What Kind of Revolution?

COMMENTARY Progressivism

What Kind of Revolution?

Sep 11, 2020 3 min read
COMMENTARY BY

Former Distinguished Fellow in Conservative Thought

Lee Edwards is a leading historian of American conservatism and the author or editor of 25 books.
A protester wearing a Black Panther jacket and holding a "Black Lives Matter" flag faces off with riot police in Rochester, New York, on September 5, 2020. MARANIE R. STAAB / Contributor / Getty Images

Key Takeaways

We are in the midst of another revolution that affects every institution—political, economic, and cultural—from the U.S. Capitol to Wall Street to Hollywood.

Setting aside the Bolshevik model as totalitarian, we must choose between the French and American revolutions as our guide.

To ensure there will be no modern-day Reign of Terror, all of us must take measured steps to protect our most precious possession—ordered liberty.

There are revolutions and there are revolutions.

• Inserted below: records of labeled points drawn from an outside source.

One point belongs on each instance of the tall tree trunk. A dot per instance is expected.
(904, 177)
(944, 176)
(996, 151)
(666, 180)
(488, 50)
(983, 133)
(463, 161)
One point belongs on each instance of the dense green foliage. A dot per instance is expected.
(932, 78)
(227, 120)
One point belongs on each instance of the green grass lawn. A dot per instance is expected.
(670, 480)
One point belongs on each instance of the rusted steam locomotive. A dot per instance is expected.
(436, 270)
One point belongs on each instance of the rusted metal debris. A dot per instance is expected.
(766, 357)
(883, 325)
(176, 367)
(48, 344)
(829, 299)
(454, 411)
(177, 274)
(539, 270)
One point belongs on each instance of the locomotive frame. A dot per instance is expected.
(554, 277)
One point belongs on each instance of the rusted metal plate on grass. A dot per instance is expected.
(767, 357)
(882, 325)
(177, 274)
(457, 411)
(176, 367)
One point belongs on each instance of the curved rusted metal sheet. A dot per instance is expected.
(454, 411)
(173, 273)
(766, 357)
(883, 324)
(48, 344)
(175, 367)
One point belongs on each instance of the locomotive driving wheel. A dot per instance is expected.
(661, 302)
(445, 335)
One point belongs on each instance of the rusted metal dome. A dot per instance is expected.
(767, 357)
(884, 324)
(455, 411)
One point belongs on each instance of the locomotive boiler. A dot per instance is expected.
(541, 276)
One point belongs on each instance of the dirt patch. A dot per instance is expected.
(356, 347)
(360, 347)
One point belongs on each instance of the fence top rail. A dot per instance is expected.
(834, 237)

The French Revolution swept away the culture and the politics of the old regime in the name of liberté and was cut short by the guillotine. The American Revolution created a new political order that declared “We the People” shall govern and guaranteed that they would under the U.S. Constitution. The Bolshevik Revolution ushered in Marxism-Leninism and resulted in the deaths of more than 100 million.

We are in the midst of another revolution that affects every institution—political, economic, and cultural—from the U.S. Capitol to Wall Street to Hollywood.

Which revolution will be our guide as we answer the challenge of “systemic racism” and protect that most vital ingredient of our republic—ordered liberty? Will we seek to solve the crisis by reason and debate or by passion and demonstration?

Setting aside the Bolshevik model as totalitarian, we must choose between the French and American revolutions as our guide.

Symbols are all important in a revolution, never more than today in the age of social media. Which symbols will dominate this revolution—the guillotine or the Constitution? What will be our motto—Black Lives Matter or E Pluribus Unum?

Where will we settle our differences—in the halls of Congress or in the streets of Seattle, Minneapolis, and a hundred other cities? What will be our legacy—freedom or tyranny?

In a crisis such as ours, symbols can inspire and unite. They also can anger and divide. What symbols have commanded our attention these past weeks?    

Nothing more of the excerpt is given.